Ha sido irresponsable e indigno estimular en las calles la idea de un alzamiento o de una revuelta callejera

Ha estado muy cerca el PSOE de adherirse a los calentones y de perseverar en el antagonismo a Díaz Ayuso. La propia Adriana Lasta se hubiera colocado en cabeza de la manifestación, pero ha prevalecido un atisbo de sensatez, no ya porque al Gobierno se le adivinan las costuras de la negligencia, sino porque Sánchez concede a Iglesias el papel de radical e insumiso. Qué paradoja: Franco manda soldados a Madrid e Iglesias responde enviando manifestantes.

Sobreviene moraleja interesante en esta peripecia. Un Gobierno conservador no podría emprender las reformas que necesita España sin encontrarse con la movilización infranqueable de las calles. El 'pueblo' concede indulgencia, comprensión y paciencia a la izquierda, de tal manera que Sánchez dispone de un margen de actuación traumático —pensiones, funcionarios, política fiscal, reformas laborales— que podría sobreponerse al estupor de la sociedad. Solo Iglesias podría organizarle las protestas. Y no van a faltarle ganas, pero su descrédito le convierte en un pintoresco epígono de Fraga cuando el ministro franquista pensaba que la calle era suya.
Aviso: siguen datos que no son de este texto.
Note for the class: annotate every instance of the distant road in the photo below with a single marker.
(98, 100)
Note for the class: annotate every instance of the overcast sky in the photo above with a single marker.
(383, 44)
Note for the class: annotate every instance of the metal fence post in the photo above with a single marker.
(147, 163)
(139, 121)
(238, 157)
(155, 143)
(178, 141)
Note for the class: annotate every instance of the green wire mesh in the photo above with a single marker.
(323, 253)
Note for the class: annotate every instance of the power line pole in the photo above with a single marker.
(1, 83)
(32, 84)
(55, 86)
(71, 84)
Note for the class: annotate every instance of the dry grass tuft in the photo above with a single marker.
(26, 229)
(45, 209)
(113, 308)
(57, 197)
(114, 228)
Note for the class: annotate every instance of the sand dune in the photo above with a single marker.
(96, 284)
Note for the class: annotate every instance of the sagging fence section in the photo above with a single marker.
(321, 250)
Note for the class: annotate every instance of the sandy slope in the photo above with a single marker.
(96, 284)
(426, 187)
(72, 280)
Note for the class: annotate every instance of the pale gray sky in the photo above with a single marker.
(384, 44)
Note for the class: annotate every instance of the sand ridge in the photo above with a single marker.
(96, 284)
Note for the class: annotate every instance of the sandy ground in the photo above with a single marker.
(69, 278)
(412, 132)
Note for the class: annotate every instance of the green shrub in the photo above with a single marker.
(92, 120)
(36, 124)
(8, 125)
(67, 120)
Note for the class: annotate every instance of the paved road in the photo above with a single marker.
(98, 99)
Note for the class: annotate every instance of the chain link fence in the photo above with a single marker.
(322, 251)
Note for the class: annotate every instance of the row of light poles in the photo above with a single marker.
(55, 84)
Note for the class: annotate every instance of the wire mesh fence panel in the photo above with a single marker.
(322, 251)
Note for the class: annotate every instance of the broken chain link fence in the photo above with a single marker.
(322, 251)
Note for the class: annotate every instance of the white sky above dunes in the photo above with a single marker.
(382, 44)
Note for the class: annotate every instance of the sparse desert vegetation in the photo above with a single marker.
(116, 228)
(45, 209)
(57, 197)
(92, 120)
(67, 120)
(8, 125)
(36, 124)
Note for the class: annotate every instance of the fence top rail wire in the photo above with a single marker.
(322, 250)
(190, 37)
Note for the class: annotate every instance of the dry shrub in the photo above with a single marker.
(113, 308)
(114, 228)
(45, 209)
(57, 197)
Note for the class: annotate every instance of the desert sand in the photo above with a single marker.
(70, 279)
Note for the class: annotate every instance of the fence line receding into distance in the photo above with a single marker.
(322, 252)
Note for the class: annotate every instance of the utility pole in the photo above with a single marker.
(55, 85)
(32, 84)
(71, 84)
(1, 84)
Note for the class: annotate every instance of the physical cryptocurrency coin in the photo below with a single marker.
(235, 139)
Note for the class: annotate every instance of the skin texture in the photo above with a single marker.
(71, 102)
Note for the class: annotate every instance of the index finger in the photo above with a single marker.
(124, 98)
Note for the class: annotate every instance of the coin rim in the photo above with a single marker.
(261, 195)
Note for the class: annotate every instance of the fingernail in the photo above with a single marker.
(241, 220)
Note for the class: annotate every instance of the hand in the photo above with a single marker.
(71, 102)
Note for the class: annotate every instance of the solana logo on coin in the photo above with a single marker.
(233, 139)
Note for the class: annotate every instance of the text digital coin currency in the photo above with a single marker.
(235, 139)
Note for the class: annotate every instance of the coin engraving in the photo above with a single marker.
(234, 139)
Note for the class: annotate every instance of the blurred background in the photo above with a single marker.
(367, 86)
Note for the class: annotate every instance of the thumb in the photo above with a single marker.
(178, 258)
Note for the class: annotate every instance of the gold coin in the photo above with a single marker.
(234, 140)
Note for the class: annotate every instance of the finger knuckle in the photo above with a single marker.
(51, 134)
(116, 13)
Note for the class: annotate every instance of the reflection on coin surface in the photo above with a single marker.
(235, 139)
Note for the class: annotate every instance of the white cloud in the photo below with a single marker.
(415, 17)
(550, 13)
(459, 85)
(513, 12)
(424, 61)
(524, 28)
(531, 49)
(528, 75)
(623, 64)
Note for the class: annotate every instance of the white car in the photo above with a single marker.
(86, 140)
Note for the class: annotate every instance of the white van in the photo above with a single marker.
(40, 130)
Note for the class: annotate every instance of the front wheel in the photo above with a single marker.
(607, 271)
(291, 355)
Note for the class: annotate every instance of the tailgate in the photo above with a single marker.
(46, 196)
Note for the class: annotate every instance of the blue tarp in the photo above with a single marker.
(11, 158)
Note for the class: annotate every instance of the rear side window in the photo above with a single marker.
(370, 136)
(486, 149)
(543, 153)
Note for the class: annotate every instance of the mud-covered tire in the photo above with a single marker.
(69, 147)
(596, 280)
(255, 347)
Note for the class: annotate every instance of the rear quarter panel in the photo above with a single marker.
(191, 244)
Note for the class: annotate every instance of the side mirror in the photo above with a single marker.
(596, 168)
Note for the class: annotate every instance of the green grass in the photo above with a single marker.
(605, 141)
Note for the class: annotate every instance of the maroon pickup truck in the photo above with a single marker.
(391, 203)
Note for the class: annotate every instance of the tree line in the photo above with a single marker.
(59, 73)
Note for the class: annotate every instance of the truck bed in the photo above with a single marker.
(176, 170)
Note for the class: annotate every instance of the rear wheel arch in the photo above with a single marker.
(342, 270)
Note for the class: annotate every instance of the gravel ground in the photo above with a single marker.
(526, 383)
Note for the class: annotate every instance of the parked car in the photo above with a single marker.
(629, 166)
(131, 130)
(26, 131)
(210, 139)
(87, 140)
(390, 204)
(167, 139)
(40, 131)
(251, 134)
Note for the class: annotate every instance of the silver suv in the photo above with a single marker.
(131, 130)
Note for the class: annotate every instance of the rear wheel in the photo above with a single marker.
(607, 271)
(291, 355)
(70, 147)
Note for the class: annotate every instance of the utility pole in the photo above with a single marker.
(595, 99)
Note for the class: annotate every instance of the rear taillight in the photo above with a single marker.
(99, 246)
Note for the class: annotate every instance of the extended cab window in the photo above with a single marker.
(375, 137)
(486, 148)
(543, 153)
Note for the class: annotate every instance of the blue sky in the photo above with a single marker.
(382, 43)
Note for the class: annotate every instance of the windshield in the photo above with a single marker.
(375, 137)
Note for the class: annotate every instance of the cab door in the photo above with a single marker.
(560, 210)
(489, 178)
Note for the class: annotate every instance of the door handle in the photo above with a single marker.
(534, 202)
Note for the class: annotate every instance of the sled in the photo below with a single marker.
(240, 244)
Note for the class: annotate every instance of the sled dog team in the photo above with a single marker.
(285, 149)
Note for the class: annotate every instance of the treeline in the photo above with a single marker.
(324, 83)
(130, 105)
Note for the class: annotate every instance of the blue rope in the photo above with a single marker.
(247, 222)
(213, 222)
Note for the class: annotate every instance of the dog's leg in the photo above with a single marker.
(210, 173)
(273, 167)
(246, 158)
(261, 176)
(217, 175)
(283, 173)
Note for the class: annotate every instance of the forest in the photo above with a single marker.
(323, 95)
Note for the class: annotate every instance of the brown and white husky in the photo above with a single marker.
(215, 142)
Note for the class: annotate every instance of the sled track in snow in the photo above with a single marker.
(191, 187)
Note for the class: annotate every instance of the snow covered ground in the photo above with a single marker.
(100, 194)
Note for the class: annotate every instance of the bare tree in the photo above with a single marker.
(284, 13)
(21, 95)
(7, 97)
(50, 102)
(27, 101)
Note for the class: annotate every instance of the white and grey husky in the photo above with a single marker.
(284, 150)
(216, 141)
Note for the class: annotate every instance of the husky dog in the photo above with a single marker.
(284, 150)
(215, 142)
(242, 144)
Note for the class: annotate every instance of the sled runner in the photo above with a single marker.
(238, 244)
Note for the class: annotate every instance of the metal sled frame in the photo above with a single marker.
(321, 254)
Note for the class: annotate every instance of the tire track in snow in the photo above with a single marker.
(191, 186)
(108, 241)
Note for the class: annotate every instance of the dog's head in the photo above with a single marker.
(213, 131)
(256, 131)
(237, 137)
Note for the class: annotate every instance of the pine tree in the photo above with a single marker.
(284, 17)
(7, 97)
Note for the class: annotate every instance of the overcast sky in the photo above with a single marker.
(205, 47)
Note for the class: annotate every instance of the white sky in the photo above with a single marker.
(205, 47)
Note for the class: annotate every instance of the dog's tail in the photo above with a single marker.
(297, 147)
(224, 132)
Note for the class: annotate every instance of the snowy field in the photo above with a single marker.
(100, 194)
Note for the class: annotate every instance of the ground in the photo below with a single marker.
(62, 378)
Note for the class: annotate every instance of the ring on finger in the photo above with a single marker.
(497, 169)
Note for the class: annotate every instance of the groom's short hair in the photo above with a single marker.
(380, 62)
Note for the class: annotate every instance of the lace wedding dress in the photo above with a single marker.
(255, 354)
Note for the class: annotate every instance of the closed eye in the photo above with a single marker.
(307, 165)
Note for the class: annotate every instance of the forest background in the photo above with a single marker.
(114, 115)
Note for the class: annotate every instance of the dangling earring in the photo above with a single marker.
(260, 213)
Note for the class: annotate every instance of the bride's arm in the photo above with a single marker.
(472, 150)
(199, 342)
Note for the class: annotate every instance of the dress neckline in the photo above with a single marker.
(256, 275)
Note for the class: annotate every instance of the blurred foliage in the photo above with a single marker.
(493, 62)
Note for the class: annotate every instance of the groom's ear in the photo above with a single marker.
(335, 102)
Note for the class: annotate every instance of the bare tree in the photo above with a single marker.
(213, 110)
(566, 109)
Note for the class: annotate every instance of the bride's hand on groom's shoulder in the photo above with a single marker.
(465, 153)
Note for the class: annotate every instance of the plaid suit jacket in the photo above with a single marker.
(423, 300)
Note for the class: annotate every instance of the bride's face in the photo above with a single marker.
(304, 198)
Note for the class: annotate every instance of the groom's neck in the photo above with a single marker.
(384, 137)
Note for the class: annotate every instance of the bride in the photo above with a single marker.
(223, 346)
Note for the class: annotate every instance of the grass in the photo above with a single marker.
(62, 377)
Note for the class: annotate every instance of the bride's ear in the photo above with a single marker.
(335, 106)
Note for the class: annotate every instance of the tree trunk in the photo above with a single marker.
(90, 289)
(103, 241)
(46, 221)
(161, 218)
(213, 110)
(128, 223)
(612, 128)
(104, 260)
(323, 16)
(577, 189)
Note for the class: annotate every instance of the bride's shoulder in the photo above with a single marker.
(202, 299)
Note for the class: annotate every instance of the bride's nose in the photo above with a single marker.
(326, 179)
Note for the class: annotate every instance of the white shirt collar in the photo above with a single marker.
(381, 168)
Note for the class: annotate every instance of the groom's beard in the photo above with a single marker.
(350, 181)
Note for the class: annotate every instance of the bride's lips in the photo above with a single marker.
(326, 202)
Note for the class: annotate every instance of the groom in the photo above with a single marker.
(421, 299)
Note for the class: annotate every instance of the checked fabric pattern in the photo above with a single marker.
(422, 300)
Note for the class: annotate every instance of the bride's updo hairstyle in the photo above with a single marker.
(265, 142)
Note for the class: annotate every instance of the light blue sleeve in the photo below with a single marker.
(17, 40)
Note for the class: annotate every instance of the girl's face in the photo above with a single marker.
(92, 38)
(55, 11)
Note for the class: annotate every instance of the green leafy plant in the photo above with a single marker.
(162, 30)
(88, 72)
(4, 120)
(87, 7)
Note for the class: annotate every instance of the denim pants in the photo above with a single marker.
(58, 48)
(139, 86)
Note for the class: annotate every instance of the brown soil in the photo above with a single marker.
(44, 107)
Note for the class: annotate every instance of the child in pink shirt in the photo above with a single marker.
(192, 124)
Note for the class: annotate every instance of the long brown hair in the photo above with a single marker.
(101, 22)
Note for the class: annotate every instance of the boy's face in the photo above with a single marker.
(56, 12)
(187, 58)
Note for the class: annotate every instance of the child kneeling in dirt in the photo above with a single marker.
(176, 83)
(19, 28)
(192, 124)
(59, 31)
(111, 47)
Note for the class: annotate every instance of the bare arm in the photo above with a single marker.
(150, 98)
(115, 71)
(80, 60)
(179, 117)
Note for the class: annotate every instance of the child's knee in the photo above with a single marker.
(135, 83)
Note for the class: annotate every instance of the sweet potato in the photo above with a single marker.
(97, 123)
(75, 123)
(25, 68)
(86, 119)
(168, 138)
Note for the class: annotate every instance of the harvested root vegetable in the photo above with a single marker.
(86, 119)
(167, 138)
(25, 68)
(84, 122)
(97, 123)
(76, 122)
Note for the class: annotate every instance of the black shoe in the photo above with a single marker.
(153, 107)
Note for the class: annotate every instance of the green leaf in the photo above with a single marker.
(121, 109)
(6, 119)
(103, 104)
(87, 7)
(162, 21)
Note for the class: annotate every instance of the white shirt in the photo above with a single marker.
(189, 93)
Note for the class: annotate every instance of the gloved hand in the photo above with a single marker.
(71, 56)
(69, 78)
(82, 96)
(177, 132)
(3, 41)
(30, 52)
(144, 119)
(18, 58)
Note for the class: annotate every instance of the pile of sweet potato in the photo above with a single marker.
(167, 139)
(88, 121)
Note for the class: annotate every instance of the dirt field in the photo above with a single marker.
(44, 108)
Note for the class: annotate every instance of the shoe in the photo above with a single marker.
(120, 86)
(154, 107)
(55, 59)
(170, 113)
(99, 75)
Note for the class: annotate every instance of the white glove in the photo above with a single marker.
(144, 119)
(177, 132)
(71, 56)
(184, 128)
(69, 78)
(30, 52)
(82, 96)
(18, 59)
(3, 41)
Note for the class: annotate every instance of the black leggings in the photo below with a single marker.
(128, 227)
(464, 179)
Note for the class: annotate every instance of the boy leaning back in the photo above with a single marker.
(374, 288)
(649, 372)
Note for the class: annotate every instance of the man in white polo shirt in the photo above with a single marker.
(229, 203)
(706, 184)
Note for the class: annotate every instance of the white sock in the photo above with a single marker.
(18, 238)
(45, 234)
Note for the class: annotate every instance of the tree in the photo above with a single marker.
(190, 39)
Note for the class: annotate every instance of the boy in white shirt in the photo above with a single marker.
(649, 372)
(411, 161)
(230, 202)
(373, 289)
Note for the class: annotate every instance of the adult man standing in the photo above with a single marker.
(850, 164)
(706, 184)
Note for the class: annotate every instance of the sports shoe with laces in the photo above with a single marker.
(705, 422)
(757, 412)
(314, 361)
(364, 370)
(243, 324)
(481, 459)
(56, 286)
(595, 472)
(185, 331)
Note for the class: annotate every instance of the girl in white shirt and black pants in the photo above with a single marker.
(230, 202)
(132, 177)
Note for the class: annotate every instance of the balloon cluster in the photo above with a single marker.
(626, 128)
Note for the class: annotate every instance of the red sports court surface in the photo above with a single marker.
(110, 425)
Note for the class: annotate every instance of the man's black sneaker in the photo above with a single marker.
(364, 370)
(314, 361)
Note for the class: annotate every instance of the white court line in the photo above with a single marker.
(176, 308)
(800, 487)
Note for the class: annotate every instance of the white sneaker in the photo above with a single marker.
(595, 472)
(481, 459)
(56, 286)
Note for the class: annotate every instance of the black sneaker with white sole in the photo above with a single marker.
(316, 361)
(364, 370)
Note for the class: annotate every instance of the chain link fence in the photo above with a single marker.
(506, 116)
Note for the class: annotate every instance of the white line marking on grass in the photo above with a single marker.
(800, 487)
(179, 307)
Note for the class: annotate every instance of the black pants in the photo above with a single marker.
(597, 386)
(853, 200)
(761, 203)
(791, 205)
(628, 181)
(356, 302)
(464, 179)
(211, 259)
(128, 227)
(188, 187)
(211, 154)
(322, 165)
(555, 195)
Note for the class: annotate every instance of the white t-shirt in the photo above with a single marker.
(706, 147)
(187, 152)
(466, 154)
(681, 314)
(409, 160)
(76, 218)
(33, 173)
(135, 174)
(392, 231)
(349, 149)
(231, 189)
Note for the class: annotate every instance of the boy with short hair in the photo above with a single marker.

Manuel Fraga ha pasado a la historia por la exageración de sus competencias ministeriales —“la calle es mía”, pero la calle en realidad 'es' de la izquierda. Se atribuye a sí misma cuándo, cómo y por qué es legítimo recurrir a ella y legitimar las movilizaciones, incluidas las escaramuzas simbólicas y no tan simbólicas con que Unidas Podemos reaccionó este domingo a la frustración que suponía no haberle podido organizar una gran manifestación de protesta a Díaz Ayuso.